Enabling Highly Available Trino Clusters at Goldman Sachs

We have been invited to chat about the content in this blog post on the Trino Community Broadcast. Enjoy the live stream on February 17, 2022.

The Challenge

As one of the Data Platform teams at Goldman Sachs (GS), we are responsible for making accurate and timely data available to our analytics and application teams. At GS, we work with various types of data, such as transaction-related data, valuations, and product reference data from external vendors. These datasets can reside in multiple heterogeneous data sources like HDFS, S3, Oracle, Snowflake, Sybase, Elasticsearch, and MongoDB. Each of these options presents datasets in different ways, each of which must be individually dealt with. The challenge we encountered was how to consistently make these varied datasets from different sources centrally available to our data science team for analytics purposes.

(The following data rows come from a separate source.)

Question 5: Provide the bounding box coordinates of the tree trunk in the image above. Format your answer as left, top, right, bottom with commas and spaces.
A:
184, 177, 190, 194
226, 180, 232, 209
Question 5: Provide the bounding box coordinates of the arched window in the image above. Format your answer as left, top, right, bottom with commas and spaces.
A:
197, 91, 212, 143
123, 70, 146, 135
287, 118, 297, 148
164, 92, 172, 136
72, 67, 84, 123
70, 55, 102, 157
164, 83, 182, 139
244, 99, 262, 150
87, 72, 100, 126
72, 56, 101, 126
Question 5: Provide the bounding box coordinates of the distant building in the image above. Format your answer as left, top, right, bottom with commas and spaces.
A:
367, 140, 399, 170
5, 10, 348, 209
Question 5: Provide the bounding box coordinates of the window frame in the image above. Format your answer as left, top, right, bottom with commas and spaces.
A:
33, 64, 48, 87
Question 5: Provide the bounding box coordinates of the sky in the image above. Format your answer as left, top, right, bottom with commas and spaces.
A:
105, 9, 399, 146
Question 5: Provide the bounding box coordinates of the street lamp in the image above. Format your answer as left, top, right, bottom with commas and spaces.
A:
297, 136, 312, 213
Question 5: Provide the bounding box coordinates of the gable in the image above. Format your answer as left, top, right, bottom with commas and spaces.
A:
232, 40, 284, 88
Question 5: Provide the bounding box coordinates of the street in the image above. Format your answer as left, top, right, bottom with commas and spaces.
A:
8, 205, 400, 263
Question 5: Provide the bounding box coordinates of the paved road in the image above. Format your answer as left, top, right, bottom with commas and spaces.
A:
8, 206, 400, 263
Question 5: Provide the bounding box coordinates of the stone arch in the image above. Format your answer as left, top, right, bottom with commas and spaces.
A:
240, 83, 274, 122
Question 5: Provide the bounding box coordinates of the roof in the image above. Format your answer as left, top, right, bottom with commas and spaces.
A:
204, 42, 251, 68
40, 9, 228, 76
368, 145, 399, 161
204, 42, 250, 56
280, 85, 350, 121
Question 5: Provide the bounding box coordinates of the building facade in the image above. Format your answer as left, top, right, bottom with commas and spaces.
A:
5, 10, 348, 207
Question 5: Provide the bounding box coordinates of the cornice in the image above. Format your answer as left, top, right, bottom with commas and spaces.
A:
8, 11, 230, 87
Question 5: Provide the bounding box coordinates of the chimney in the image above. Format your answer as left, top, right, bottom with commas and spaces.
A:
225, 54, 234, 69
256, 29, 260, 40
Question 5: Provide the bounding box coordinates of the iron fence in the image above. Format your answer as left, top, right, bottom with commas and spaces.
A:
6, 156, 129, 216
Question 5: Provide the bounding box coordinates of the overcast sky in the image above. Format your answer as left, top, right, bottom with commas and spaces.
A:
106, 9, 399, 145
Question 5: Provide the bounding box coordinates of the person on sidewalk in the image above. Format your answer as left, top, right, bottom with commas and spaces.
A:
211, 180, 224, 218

A few of the goals we wanted to achieve include:

Reduce last mile ETL (Extract, Transform, Load) - ETL pipelines require significant effort to create and stabilize. Maintenance is costly - ex: resolving various pipeline failures and doing reconciliations.
Access data in a unified way - a common language (SQL) to access different types of data sources.
Federated Joins - a way to join datasets residing in varied data sources.

The Solution

Trino, an open source distributed SQL query engine, gives users the ability to query various datasets through a single uniform platform. Users can connect to multiple data sources and perform federated joins with its connector-based architecture, eliminating ETL development and maintenance costs.

Integrating Trino into the Goldman Sachs Internal Ecosystem

Our first step was to integrate Trino within the Goldman Sachs on-premise ecosystem. This meant:

Integration with internal authentication and authorization systems.
Integration with in-house tracking, monitoring, and auditing systems.
Integration with in-house credential stores.
Integration with data discovery and cataloguing services
Support for new data source connectors such as SingleStore, Sybase, and more.
Updating various existing connectors such as Elasticsearch, Mongo DB, etc.

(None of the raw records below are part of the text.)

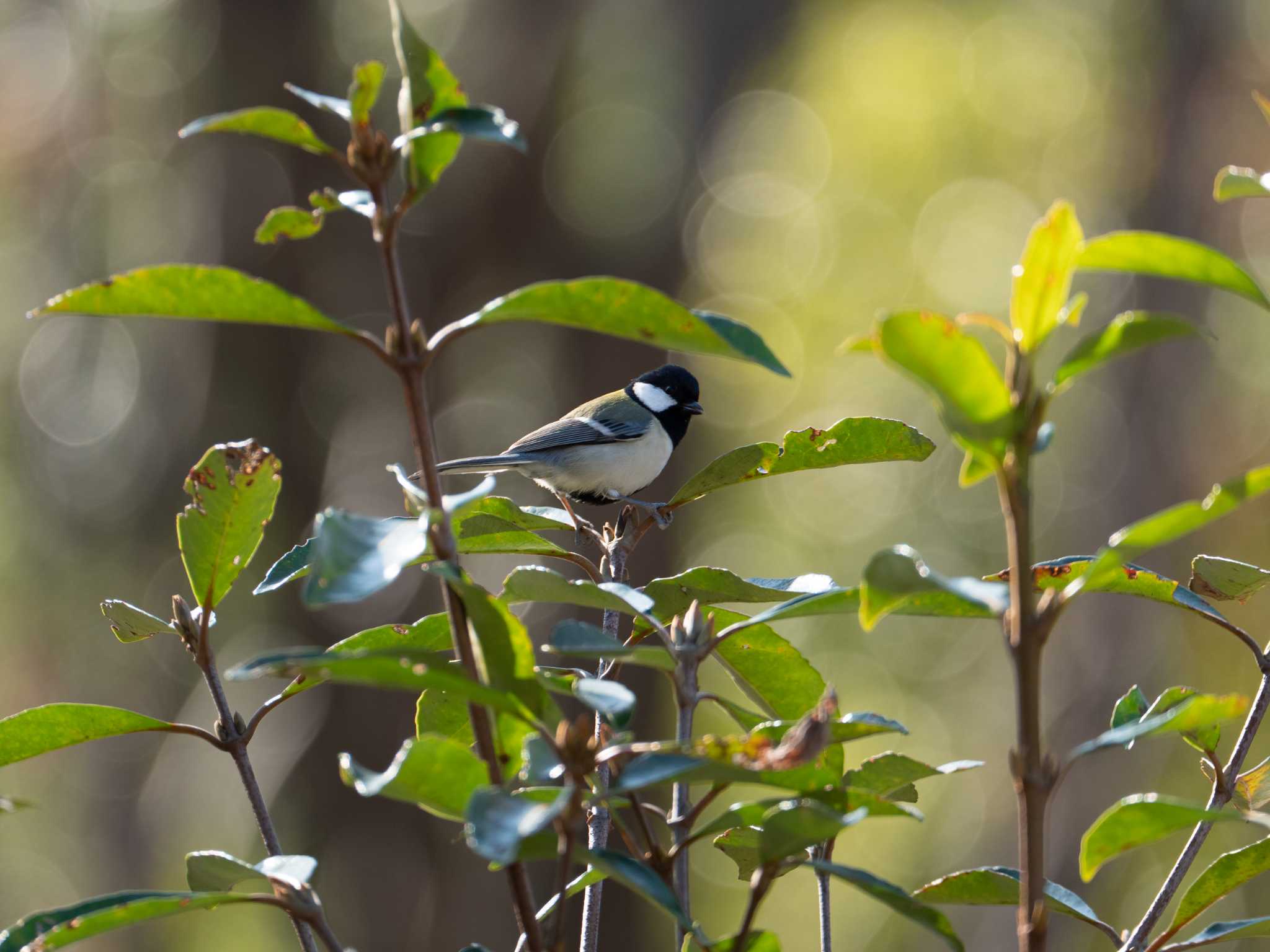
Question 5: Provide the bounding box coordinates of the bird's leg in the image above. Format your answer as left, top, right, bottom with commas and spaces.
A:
554, 493, 600, 548
608, 491, 674, 529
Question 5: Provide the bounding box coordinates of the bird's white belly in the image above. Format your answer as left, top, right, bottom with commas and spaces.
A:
527, 424, 674, 496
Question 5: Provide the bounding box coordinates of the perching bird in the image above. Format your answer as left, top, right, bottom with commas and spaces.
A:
437, 363, 701, 526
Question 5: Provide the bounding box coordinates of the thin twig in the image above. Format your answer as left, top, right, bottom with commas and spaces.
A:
242, 690, 300, 744
195, 627, 318, 952
578, 540, 629, 952
1121, 672, 1270, 952
367, 182, 542, 952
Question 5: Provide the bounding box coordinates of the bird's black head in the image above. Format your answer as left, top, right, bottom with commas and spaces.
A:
626, 363, 701, 446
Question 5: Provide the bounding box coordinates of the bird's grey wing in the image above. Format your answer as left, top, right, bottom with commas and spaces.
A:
507, 416, 652, 453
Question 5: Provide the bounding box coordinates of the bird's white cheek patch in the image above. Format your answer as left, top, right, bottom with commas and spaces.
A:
633, 381, 676, 414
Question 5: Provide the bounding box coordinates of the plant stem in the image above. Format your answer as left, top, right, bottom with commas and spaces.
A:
368, 183, 542, 952
815, 839, 833, 952
195, 637, 320, 952
578, 538, 629, 952
997, 434, 1058, 952
736, 866, 772, 952
1121, 656, 1270, 952
550, 822, 577, 952
670, 654, 701, 950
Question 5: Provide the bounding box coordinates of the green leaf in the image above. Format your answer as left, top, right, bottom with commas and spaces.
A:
27, 264, 355, 334
573, 678, 635, 730
177, 439, 282, 612
842, 750, 983, 796
464, 787, 573, 866
750, 711, 908, 744
809, 859, 964, 952
913, 866, 1120, 947
300, 509, 428, 606
348, 60, 383, 126
670, 416, 935, 506
1063, 466, 1270, 601
1111, 684, 1150, 728
711, 826, 794, 882
538, 622, 674, 671
177, 105, 335, 155
0, 891, 262, 952
0, 703, 180, 767
533, 870, 604, 923
499, 565, 653, 614
430, 562, 555, 722
254, 496, 574, 596
393, 105, 528, 152
255, 205, 325, 245
642, 566, 838, 618
1161, 915, 1270, 952
1168, 838, 1270, 933
0, 797, 34, 814
1068, 693, 1248, 760
1052, 311, 1199, 392
876, 311, 1015, 459
282, 82, 353, 122
185, 849, 318, 892
582, 849, 696, 932
1081, 793, 1243, 882
1010, 202, 1085, 353
224, 647, 525, 716
987, 556, 1233, 628
1076, 231, 1270, 309
102, 598, 177, 643
339, 734, 489, 820
758, 800, 869, 863
1213, 165, 1270, 202
389, 0, 468, 192
709, 608, 824, 720
437, 275, 789, 377
1188, 556, 1270, 604
859, 546, 1010, 631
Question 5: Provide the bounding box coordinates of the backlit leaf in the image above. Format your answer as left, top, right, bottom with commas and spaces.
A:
177, 439, 282, 610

We were able to extend Trino plugins to support all of the above integrations. For example, we implemented the EventListenerFactory interface to gather query-level statistics. Also, as a part of this process, we made sure that we contributed all of the relevant patches back to the Trino open source community - for example: SingleStore connector, MongoDB connectors, and additional features for Elasticsearch.

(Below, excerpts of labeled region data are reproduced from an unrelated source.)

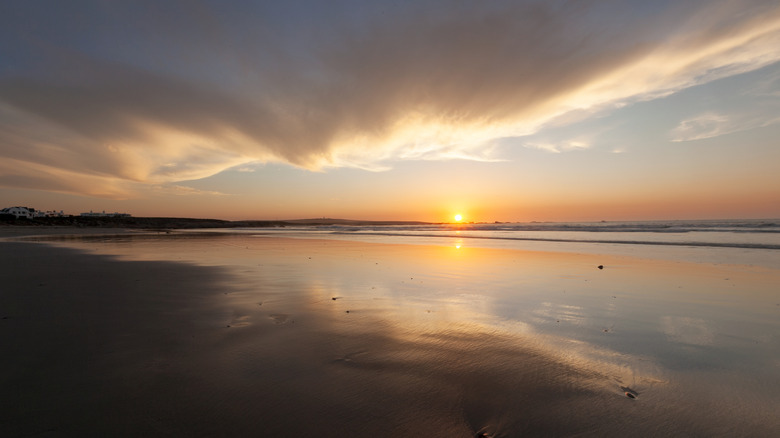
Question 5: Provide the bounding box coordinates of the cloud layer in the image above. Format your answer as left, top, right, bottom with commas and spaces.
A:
0, 1, 780, 197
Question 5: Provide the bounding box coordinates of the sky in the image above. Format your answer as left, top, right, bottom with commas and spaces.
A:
0, 0, 780, 222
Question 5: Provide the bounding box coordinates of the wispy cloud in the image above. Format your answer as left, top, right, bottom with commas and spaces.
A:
671, 112, 780, 142
0, 1, 780, 197
152, 184, 230, 196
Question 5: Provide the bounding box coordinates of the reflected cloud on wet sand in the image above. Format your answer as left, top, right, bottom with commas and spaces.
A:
10, 235, 780, 436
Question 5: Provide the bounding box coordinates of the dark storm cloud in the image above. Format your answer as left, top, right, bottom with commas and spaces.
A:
0, 1, 780, 192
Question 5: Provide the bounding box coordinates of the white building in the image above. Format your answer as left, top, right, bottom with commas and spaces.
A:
0, 207, 35, 219
81, 210, 130, 217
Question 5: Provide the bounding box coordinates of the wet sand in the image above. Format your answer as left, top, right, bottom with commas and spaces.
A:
0, 234, 780, 437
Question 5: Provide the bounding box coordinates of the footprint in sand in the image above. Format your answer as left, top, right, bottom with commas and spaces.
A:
620, 386, 639, 399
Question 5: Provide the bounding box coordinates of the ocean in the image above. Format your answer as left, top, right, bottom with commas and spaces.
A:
229, 219, 780, 267
0, 220, 780, 438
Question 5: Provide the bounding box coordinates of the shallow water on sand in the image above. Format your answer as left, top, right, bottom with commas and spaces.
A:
6, 233, 780, 437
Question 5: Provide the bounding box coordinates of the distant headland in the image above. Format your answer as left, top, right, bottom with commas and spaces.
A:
0, 215, 428, 230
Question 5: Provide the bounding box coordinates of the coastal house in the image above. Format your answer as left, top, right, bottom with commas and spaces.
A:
0, 207, 35, 219
81, 210, 130, 217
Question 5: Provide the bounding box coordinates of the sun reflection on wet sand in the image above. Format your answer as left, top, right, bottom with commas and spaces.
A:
15, 231, 780, 436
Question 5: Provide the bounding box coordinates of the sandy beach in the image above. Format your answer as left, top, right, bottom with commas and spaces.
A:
0, 230, 780, 437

Achieving Scaling and High Availability

A typical Trino cluster consists of a coordinator and multiple worker nodes. We can scale the clusters by adding more worker nodes, but the coordinator is still the single point of failure. We then revisited our requirements to see what the best path forward was.

We wanted to achieve the following:

Scaling
High Availability
Multi-tenancy
Resource isolation
Ability to perform blue-green deployments

We quickly realized that for all of the above requirements, we would need a multiple cluster setup. To get around the limitations of having a single coordinator per cluster, we decided to have an Envoy-based proxy layer with a group of clusters behind it.

Trino Ecosystem at Goldman Sachs

The diagram shows how we have integrated the clusters with our in-house authentication, authorization, data cataloging, and monitoring systems. All of these systems form the operational backbone of our Trino offering. We support both cloud and on-premise data sources. We have also established connectivity with our Hadoop Distributed File System (HDFS) store through the Hive connector.

Users utilize various clients such as CLI, JupyterHub, SQL editors, custom reporting tools, and other JDBC-based apps to connect to Trino. When a user fires a query, the request first lands in the client-side load balancer (DNS-based LB). The LB routes the request to an underlying envoy router. The router parses the request header to determine the user for that request, and based on the user, it determines which cluster group the query should be routed to. Once it lands into a cluster group, the request is assigned to one of its child clusters. In the above example, when a user (User 1) fires a query, it gets routed to cluster group B per the routing rules defined. It can be routed to child clusters B1, B2, or B3.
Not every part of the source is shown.